Dolls. Dead-eyed, creepy dolls. Like clowns, the unease they can inspire has been mined by film makers for decades.

And there’s a lot of dolls in Amicus films’ The Psychopath, adding an extra creep factor to a police procedural about a murderous nutcase.

A murderous nutcase who leaves a reasonable facsimile of each victim next to the corpse. Seems like a lot of trouble to go to just to make it rather obvious who you are, but hey, they’re a nutcase… it’s kind of a nutcase thing.

Of course, I say “nutcase” when what I clearly mean is “psychopath”, as that’s the name of this film. Given it is based on a story by Psycho scribe Robert Bloch, one can only assume that the makers thought “Psycho was a smash hit… imagine how successful a film with four extra letters will be?”
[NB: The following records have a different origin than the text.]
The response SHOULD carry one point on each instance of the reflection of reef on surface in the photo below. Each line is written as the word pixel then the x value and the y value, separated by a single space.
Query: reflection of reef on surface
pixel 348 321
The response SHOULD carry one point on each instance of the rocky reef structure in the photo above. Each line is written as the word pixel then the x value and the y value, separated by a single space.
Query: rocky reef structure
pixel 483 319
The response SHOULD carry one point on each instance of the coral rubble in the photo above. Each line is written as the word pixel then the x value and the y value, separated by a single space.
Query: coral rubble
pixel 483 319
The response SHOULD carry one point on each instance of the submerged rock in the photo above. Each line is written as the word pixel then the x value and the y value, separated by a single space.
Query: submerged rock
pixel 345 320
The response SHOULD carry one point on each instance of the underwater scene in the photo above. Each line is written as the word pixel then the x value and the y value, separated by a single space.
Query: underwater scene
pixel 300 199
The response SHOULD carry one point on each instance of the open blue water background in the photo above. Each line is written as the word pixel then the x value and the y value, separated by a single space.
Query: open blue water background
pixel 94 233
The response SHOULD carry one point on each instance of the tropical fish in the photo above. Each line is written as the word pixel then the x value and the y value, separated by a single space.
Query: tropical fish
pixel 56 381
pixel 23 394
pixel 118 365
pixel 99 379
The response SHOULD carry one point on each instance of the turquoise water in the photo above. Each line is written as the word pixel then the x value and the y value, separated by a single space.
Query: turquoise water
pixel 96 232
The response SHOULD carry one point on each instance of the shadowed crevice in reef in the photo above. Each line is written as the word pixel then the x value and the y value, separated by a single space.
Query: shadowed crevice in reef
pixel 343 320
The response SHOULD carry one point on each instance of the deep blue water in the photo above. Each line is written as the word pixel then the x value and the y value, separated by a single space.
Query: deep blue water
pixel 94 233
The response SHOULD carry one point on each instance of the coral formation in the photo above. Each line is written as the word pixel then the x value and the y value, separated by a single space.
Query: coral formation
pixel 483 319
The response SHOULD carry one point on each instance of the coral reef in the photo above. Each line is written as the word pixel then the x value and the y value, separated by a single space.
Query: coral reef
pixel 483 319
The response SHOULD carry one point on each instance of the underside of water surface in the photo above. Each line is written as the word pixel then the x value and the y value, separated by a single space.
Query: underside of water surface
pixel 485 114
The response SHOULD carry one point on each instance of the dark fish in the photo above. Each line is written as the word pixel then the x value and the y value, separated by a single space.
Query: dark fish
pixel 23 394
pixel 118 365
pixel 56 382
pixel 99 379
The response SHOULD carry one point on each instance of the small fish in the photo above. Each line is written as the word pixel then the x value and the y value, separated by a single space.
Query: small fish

Sadly, they were proved wrong, and the film world decided to go with a numbering system for most sequels, denying us the possibility of a “Rosemary’s Babywalker”, “Star Warship”, or [insert your own lame joke here].

To be fair, The Psychopath is never less than entertaining, and has a few unsettling moments. It may not be the most complex of whodunnits (hmm, could the killer be connected with the old lady who has a fixation for dolls and a justified hatred for each of the victims?), but it barrels along at a fair lick. From the opening murder (“That car must have gone backwards and forwards across the body half a dozen times!”) there’s much to enjoy. Even if it is pretty stupid.
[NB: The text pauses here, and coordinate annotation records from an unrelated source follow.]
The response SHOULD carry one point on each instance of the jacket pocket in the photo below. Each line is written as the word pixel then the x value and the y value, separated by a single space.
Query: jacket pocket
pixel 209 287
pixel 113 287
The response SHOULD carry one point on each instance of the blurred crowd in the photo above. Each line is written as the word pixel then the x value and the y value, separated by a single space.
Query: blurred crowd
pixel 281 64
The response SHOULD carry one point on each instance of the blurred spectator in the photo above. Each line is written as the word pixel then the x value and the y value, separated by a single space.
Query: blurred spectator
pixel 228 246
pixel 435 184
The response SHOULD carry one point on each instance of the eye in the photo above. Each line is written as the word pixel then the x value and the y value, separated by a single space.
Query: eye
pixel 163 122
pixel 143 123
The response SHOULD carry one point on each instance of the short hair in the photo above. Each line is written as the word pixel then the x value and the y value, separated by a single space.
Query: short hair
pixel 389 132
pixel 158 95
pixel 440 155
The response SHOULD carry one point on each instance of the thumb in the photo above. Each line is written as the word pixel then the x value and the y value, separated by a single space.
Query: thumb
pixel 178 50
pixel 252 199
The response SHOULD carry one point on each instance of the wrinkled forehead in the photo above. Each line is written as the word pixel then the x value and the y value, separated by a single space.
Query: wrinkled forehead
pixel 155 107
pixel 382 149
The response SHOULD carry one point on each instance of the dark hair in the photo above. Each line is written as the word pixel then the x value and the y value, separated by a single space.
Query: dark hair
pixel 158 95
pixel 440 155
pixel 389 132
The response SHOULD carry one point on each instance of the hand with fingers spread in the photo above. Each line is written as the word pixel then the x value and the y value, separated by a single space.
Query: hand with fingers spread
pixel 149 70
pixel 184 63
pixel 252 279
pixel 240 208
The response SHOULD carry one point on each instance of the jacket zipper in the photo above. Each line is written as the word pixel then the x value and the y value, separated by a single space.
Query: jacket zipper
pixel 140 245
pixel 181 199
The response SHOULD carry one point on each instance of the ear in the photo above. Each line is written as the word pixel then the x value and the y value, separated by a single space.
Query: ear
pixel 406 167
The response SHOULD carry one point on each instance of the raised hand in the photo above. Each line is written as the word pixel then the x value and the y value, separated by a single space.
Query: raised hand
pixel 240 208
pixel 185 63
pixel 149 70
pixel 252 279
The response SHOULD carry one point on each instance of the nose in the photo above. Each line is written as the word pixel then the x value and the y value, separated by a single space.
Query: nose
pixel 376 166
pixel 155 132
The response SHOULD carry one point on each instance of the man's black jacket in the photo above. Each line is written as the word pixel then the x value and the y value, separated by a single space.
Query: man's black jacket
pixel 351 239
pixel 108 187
The first, remarkably over-killed, victim was the violinist in a musical quartet. Suspicion first falls on his friends in the group, who all immediately trot out alibis for eight that evening. BUT, explains the police inspector in charge of the case (Patrick Wymark)… the killing actually happened at seven! The body was found at eight!
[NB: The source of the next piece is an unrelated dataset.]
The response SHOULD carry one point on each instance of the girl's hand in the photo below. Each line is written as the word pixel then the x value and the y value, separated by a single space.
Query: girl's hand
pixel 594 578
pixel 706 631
The police then turn their attention to Louise (Judy Huxtable), the daughter of one of the group, who happens to work in a toy shop… making dolls. But that’s a bit too obvious, even for this film, so they then turn their laser-like deduction skills onto the last person who bought six dolls from that particular shop. Dolls which could very easily be adapted to look like the exact doll found by the initial victim’s crushed violin case…

…and they hit paydirt, for the trail leads to a house absolutely crammed with hideous dolls, presided over by their “mother”, Mrs Van Sturm (Margaret Johnston), who rolls around the place in her wheelchair with only her dolls and her clearly nutty son Mark (John Standing) for company. She spends her time making her own dolls (aha), and immediately recognises the doll found at the murder scene as being a likeness of her solicitor (double-aha).

Young Mark explains: “Her world collapsed when my father died, so she built a new one out of her imagination.”

It turns out that the quartet investigated war criminals after the second world war, of which Mr Von Sturm was one (aha x 3). The inspector speculates that Von Sturm’s widow might not be the “hopeless invalid” her doctor believes her to be, and while he’s figuring that out (“Why should she be pretending?” / “Why should a madman be mad?”), the murders continue.

There’s poisonings, stranglings and blow-torchings, a failed car bomb and after all that, a frankly disappointing stabbing.

Things proceed to a climactic scrap in a boat yard which gives you genuine concern for the welfare of the stuntmen involved, before a sticky end involving a length of heavy chain.

A long-overlooked foray into the serial killer genre by respected purveyor of 60s kitsch Amicus, The Psychopath looks great and certainly delivers on the creepiness stakes, right to the last line… “I have my doll now!”